執事的な同居人
颯太さんはその事実に気づいていながらも、言葉を続ける。
「……こんな気持ちになれるのは、紀恵さんだけ。
楽しい毎日を過ごして欲しいと願ってしまうのも、紀恵さんだけ。
こんなに人を好きになったことも
ずっと大切にしたいと思ったことも
全部全部紀恵さんが初めてなんです。
だからこそ……接し方が分からない。
大切にしたいのに、してるつもりなのに、
あなたを…苦しめてしまった。
引かれてしまっても仕方がないことをしたというのに、あなたは俺から離れたくないと言ってくれた。

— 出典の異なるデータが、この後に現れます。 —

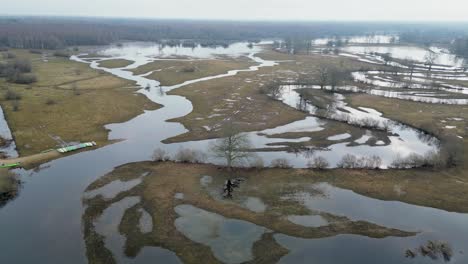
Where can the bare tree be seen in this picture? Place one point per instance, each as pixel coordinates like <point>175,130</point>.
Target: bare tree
<point>233,146</point>
<point>430,58</point>
<point>323,77</point>
<point>337,76</point>
<point>387,58</point>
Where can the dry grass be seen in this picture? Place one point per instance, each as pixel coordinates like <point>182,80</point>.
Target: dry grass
<point>85,101</point>
<point>165,179</point>
<point>115,63</point>
<point>171,72</point>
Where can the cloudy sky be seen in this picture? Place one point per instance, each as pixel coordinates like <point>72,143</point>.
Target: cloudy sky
<point>393,10</point>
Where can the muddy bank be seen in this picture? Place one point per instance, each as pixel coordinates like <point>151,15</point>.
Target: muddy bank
<point>9,186</point>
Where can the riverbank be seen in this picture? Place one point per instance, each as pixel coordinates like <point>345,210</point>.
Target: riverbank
<point>158,188</point>
<point>90,100</point>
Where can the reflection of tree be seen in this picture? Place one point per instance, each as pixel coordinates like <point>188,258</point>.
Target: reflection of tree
<point>9,187</point>
<point>156,195</point>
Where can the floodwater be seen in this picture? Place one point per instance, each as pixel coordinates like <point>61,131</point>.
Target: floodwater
<point>9,149</point>
<point>429,223</point>
<point>44,223</point>
<point>370,39</point>
<point>408,52</point>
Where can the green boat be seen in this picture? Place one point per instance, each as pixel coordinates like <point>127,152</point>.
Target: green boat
<point>76,147</point>
<point>12,165</point>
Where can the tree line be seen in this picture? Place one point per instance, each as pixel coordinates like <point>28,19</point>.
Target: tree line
<point>56,33</point>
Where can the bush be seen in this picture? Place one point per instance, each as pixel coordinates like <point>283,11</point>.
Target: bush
<point>186,155</point>
<point>413,160</point>
<point>188,69</point>
<point>9,55</point>
<point>15,106</point>
<point>24,78</point>
<point>348,161</point>
<point>35,51</point>
<point>160,154</point>
<point>62,53</point>
<point>257,163</point>
<point>12,95</point>
<point>280,163</point>
<point>319,163</point>
<point>50,102</point>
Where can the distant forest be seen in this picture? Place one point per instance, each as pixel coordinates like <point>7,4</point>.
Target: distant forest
<point>58,33</point>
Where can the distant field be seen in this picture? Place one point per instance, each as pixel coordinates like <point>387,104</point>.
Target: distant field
<point>171,72</point>
<point>70,101</point>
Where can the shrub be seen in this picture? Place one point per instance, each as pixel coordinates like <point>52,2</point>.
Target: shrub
<point>186,155</point>
<point>12,95</point>
<point>372,162</point>
<point>24,78</point>
<point>9,55</point>
<point>62,53</point>
<point>188,69</point>
<point>257,163</point>
<point>280,163</point>
<point>319,163</point>
<point>160,154</point>
<point>35,51</point>
<point>15,106</point>
<point>430,159</point>
<point>50,102</point>
<point>348,161</point>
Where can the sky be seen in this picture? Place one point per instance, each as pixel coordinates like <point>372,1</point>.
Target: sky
<point>337,10</point>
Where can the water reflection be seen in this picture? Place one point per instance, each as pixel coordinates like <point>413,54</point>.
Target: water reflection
<point>433,224</point>
<point>230,240</point>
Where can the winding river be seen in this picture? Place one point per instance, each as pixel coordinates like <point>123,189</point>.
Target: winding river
<point>44,223</point>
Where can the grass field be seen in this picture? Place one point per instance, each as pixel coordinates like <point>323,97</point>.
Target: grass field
<point>164,180</point>
<point>171,72</point>
<point>115,63</point>
<point>242,94</point>
<point>70,102</point>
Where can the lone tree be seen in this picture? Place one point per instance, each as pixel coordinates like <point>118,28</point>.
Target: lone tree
<point>233,146</point>
<point>430,59</point>
<point>323,76</point>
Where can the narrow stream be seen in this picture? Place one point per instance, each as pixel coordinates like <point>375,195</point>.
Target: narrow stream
<point>44,223</point>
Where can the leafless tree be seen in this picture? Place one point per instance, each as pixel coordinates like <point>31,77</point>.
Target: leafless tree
<point>233,146</point>
<point>429,59</point>
<point>323,76</point>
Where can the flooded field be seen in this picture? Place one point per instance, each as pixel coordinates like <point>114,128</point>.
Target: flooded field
<point>297,238</point>
<point>87,207</point>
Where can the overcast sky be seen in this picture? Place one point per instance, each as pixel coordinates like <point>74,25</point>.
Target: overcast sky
<point>393,10</point>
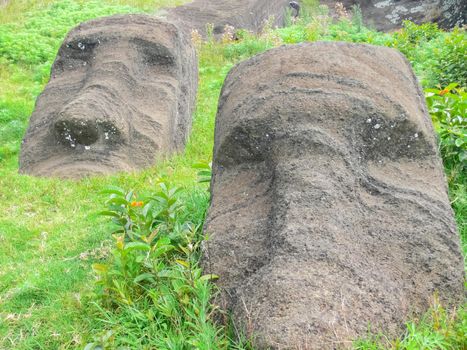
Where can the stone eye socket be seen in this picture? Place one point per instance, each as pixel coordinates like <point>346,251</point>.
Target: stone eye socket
<point>154,54</point>
<point>80,48</point>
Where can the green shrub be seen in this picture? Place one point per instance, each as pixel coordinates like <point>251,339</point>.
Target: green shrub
<point>448,109</point>
<point>452,62</point>
<point>153,281</point>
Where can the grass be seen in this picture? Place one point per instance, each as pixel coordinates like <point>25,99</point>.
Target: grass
<point>50,234</point>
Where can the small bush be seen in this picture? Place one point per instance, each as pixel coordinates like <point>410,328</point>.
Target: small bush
<point>448,109</point>
<point>153,283</point>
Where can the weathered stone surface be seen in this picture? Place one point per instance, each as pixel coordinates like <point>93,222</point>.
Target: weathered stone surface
<point>121,93</point>
<point>389,14</point>
<point>240,14</point>
<point>329,203</point>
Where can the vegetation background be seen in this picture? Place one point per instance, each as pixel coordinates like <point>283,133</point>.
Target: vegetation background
<point>111,262</point>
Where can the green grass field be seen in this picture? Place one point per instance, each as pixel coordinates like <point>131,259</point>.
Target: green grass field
<point>51,235</point>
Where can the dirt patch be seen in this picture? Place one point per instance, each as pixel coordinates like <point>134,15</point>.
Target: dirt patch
<point>121,94</point>
<point>244,14</point>
<point>329,202</point>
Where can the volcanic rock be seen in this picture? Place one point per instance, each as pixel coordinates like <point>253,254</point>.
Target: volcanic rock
<point>329,204</point>
<point>121,94</point>
<point>388,15</point>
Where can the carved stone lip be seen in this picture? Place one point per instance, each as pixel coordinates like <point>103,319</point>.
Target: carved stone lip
<point>121,95</point>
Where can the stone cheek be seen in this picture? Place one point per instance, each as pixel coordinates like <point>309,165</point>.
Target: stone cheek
<point>329,204</point>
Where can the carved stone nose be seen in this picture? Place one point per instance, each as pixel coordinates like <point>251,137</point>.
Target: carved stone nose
<point>76,131</point>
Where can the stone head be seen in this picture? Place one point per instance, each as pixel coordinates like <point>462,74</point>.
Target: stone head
<point>121,93</point>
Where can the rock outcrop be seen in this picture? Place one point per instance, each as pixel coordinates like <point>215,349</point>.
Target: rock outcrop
<point>240,14</point>
<point>329,204</point>
<point>388,15</point>
<point>121,93</point>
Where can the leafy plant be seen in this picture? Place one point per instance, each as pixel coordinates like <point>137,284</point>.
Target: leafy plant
<point>204,172</point>
<point>448,109</point>
<point>154,272</point>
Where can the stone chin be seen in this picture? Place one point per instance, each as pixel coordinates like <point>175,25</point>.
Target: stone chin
<point>120,96</point>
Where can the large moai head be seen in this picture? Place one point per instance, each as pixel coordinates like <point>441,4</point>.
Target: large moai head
<point>329,204</point>
<point>121,94</point>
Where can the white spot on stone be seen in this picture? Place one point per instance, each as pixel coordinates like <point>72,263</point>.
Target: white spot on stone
<point>383,4</point>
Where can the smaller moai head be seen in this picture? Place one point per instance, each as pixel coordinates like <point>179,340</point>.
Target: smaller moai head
<point>121,93</point>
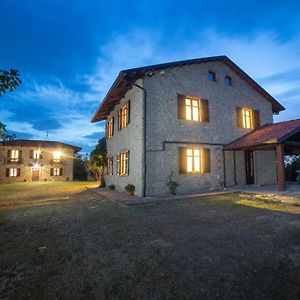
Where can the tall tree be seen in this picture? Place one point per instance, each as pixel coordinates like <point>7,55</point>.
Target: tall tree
<point>97,161</point>
<point>9,80</point>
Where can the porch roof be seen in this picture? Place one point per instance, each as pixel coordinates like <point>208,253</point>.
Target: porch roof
<point>267,135</point>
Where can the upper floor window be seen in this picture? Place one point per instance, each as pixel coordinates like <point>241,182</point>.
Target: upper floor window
<point>56,172</point>
<point>110,165</point>
<point>124,116</point>
<point>228,81</point>
<point>13,172</point>
<point>123,163</point>
<point>110,128</point>
<point>56,156</point>
<point>193,109</point>
<point>14,155</point>
<point>35,154</point>
<point>211,76</point>
<point>248,118</point>
<point>194,160</point>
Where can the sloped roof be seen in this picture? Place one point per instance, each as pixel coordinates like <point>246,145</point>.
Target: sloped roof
<point>38,143</point>
<point>124,81</point>
<point>266,135</point>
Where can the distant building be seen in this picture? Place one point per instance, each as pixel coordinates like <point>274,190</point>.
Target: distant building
<point>33,160</point>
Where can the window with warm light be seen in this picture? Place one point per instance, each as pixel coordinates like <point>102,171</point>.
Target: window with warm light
<point>123,116</point>
<point>110,165</point>
<point>192,109</point>
<point>36,154</point>
<point>123,163</point>
<point>193,160</point>
<point>14,155</point>
<point>247,118</point>
<point>56,156</point>
<point>13,172</point>
<point>110,128</point>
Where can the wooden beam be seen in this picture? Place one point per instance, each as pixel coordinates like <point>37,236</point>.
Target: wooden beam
<point>280,167</point>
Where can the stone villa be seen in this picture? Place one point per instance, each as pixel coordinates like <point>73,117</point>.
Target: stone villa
<point>204,119</point>
<point>32,160</point>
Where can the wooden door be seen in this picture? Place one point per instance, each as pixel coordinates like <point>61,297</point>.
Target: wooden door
<point>35,175</point>
<point>249,162</point>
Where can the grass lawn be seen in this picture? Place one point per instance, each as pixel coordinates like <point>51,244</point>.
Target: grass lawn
<point>37,193</point>
<point>86,247</point>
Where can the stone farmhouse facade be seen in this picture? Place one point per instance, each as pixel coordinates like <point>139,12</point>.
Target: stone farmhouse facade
<point>33,160</point>
<point>179,117</point>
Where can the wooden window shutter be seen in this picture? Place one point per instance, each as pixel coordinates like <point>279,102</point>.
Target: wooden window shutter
<point>128,156</point>
<point>256,119</point>
<point>204,110</point>
<point>239,116</point>
<point>181,107</point>
<point>205,160</point>
<point>128,112</point>
<point>182,160</point>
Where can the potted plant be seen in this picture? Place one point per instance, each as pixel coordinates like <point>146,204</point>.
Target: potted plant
<point>130,188</point>
<point>171,184</point>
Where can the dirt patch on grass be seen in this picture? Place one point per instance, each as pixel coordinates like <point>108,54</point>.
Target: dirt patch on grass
<point>90,248</point>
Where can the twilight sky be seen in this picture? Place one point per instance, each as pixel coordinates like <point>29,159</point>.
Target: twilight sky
<point>69,52</point>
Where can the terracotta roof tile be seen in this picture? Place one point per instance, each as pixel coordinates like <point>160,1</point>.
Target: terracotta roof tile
<point>265,135</point>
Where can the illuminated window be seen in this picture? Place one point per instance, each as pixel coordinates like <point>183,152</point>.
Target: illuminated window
<point>56,172</point>
<point>247,118</point>
<point>211,76</point>
<point>56,156</point>
<point>13,172</point>
<point>228,81</point>
<point>192,109</point>
<point>110,128</point>
<point>193,160</point>
<point>123,116</point>
<point>123,163</point>
<point>36,154</point>
<point>110,165</point>
<point>14,155</point>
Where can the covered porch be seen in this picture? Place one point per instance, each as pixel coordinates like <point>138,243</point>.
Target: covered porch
<point>283,138</point>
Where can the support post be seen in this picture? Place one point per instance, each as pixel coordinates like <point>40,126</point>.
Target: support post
<point>280,167</point>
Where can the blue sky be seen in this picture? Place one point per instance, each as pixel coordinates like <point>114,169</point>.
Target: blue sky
<point>69,52</point>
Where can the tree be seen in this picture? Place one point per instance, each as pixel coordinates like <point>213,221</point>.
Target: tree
<point>97,161</point>
<point>9,80</point>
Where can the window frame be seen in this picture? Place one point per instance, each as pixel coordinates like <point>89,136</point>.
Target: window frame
<point>212,76</point>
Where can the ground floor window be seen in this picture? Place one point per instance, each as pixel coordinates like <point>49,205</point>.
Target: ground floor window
<point>123,163</point>
<point>193,160</point>
<point>13,172</point>
<point>110,165</point>
<point>56,172</point>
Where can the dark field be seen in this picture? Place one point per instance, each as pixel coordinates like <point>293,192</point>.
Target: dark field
<point>86,247</point>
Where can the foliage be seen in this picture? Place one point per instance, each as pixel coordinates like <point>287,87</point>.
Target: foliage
<point>291,166</point>
<point>9,80</point>
<point>171,184</point>
<point>112,187</point>
<point>97,161</point>
<point>130,188</point>
<point>80,172</point>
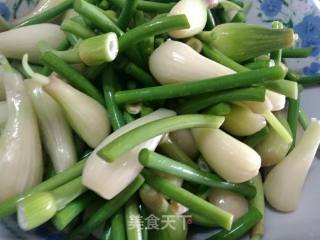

このまま俺のそばにいれば、傷つくのは紀恵さんの方だというのに…」
自分自身を責めるような言葉。
けれど、彼の表情は
とても穏やかな表情で────
「あなたの笑顔が見られるのなら、それ以上の幸せなんてありません。」
「っ……」
頬に触れるのは、颯太さんのあたたかい手。
「……紀恵さん」
自らの描く夢を
「俺は、あなたのそばにいたいっ…」
言葉と表情で、しっかりと伝わった。
迷いのない目。
これが颯太さんの" 決意 "した内容だと
そう分かる。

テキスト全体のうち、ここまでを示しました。